>Voice of the dove

>Yesterday I expressed my hope that the voice of the turtledove would soon be heard in the land.

Later in the day, I realized that I was actually hearing the voice of the turtledove–or at least the voice of the mourning dove–which is as close as you can get in North America!

This winter several mourning doves have been visiting our deck and eating the seed that spills from the feeders. Yesterday I came into the kitchen and startled two who flew away crying.

This morning I tried to wait patiently beside the deck door and get a picture of one, but they were too shy. I finally put down the camera and left the room. When I next came into the kitchen, I saw two mourning doves perched in the branches of a nearby tree and three sitting on the snow-covered railing of the deck! The camera was across the room and when I slowly moved to get it, they all flew away.

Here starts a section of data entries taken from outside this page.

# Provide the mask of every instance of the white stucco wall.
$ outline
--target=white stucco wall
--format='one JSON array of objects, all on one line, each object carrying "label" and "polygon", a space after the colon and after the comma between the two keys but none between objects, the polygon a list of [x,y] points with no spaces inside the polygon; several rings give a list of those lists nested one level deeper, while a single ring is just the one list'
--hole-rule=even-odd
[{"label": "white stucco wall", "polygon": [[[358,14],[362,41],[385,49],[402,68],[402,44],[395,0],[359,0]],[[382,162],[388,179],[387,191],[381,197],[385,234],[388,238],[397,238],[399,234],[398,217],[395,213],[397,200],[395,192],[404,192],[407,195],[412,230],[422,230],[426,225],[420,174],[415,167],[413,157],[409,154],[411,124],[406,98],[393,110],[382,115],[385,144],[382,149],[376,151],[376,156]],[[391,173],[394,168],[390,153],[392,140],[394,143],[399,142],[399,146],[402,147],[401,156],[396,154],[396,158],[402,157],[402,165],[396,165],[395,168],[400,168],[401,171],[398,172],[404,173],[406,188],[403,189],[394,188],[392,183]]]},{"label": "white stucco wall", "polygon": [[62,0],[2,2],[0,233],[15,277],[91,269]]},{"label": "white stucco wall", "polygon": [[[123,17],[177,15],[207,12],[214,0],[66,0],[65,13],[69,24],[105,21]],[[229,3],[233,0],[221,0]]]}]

The soft colors of the mourning doves are more striking in winter than in summer, when they compete with a riot of color.

Whenever I see a mourning dove, I think “British dowager.” The subdued color recalls tasteful dress, the tapered tail resembles an elegant train, the stately walk conveys dignified demeanor, and the deliberate eating indicates refined dining etiquette.

Hearing the doves’ whistling wings and mournful cries reminds me of God’s promise that the progression of the seasons will not cease until this earth passes away. Spring will follow this long winter as surely as the ultimate spring in a new heaven and earth will some day replace the winter of this wilderness existence.